Storia della letteratura europea - Torna in homepageGiovanni Giudici


Giovanni Giudici

Giovanni Giudici è nato a Le-Grazie [La-Spezia] nel 1924. Vicino alla poesia montaleiana, tende al recupero della tradizione crepuscolare, piegando la scrittura poetica a una paradossale voontà autobiografica: l'io cantato diviene io sociale, mosso da rivendicazioni e moralità. Il verso di Giudici è un elaboratissimo 'narrato', talvolta al limite del manierismo: La vita in versi (1965), Autobiologia (1969), O Beatrice (1972), Il male dei creditori (1977), Il ristorante dei morti (1981), Fortezza (1990), Quanto spera di campare Giovanni (1993). Domina il senso di una pacatezza caratteriale, una 'minorità' di chi conosce la morte e la relatività delle cose ma non perde il senso e il sapore degli affetti umani. Scrive proprio in "Quanto spera di campare Giovanni":
«Non stiate a interrogarvi che cosa | rumina mai - seduto | nel vano qui della finestra tuttavia | volte le spalle alla vista | basti per lui lasciare | strizzato goccia a goccia | un non tempo allargare la mente strenuata | pensando il non pensare».

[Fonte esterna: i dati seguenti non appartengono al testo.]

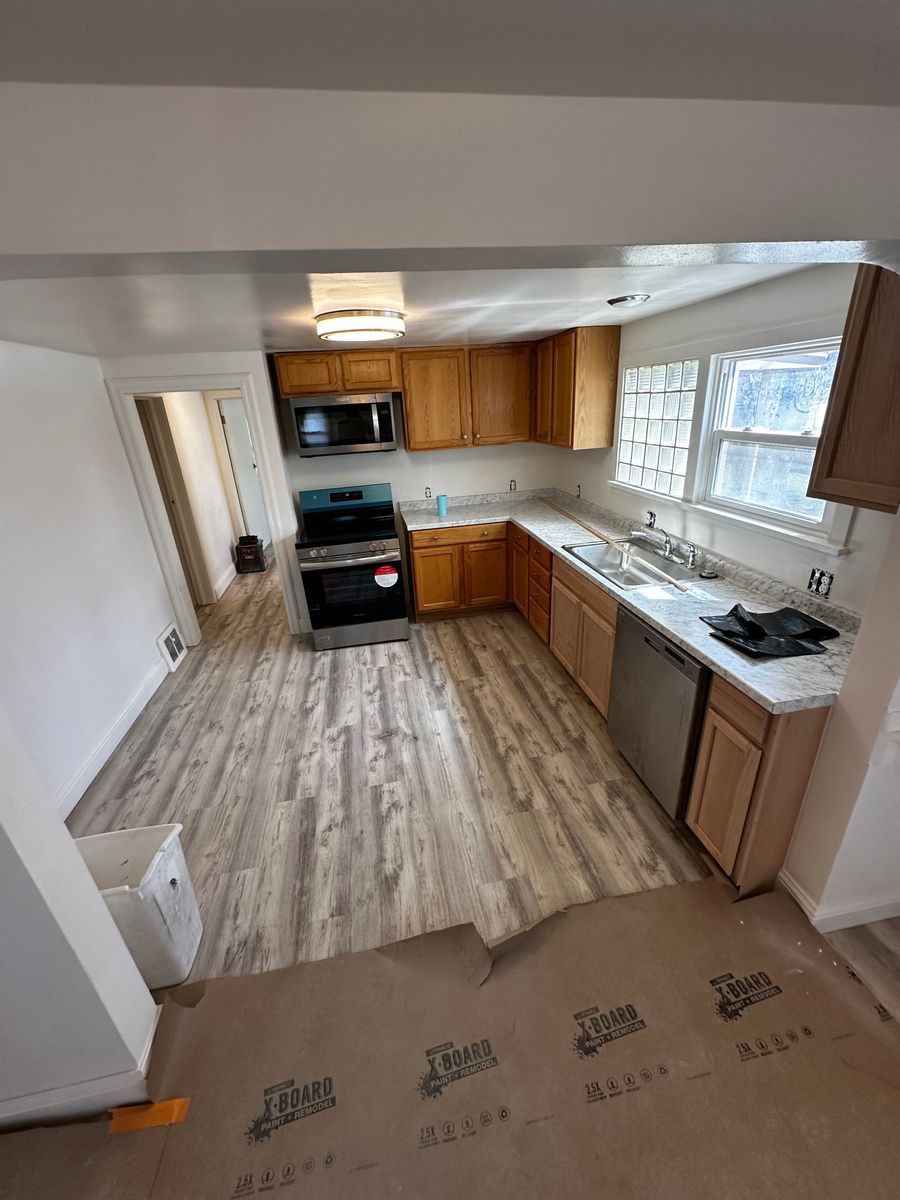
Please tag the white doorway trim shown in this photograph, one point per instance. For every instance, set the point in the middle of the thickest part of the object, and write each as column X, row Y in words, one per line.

Un ritmo della poesia cadenzato, schietto, che diventa discorso e canto. Leggiamo ancora in "Quanto spera di campare Giovanni": «Ma il Paradiso sta | nella sua aspettazione - | ché un pozzo senza fondo è il possesso | anche se non negabile sia la gioia dei corpi [...]». L'esistenza vissuta con pena e sgomento è detta da una lingua limpida e ferma, mentre tutt'attorno si fa il silenzio: «Farsi dentro la testa | silenzio essere semplici | bello e gentile è l'ordine | a chi dentro vi è ordinato». La trasparenza metrica, sintattica, lessicale della sua poesia si arricchisce in questa raccolta grazie alla fita luminosa presenza di ottonari e settenari giambici o trocaici, di ascendenza metastasiana (nel colore) e manzoniana (nella verità e precisione della pronuncia). E' un flusso di memorie, eventi brucianti, tragedie pubbliche e affanni privati, scandito nelle quattro sezioni della raccolta. E «se il vero che ci sovrasta | è una lingua più che muta», è anche vero che «ecco che indecifrabile si fa | il disegno del mondo in matto mutare»: con il gioco fonico e di significato possibile in italiano tra muto/mutare, rendendo verbo il muto=zittirsi. Ne "Il ritratto" presente all'interno della raccolta è l'ironica autodescrizione con le «desolate mani nelle mani | e l'inerme nerezza senza quiete | ingenuo a orrori lontani». Maestro desolato e ingenuo, vivo di fronte alla nerezza senza quiete del presente e del futuro incombente. Il suo è un sapere inerme, che pone le proprie briciole di saggezza in punta di piedi, con dolcissimo strazio, nella coscienza che «tutta baci riparte la vita senza di noi».
Una raccolta di saggi è La donna non cercata (1985).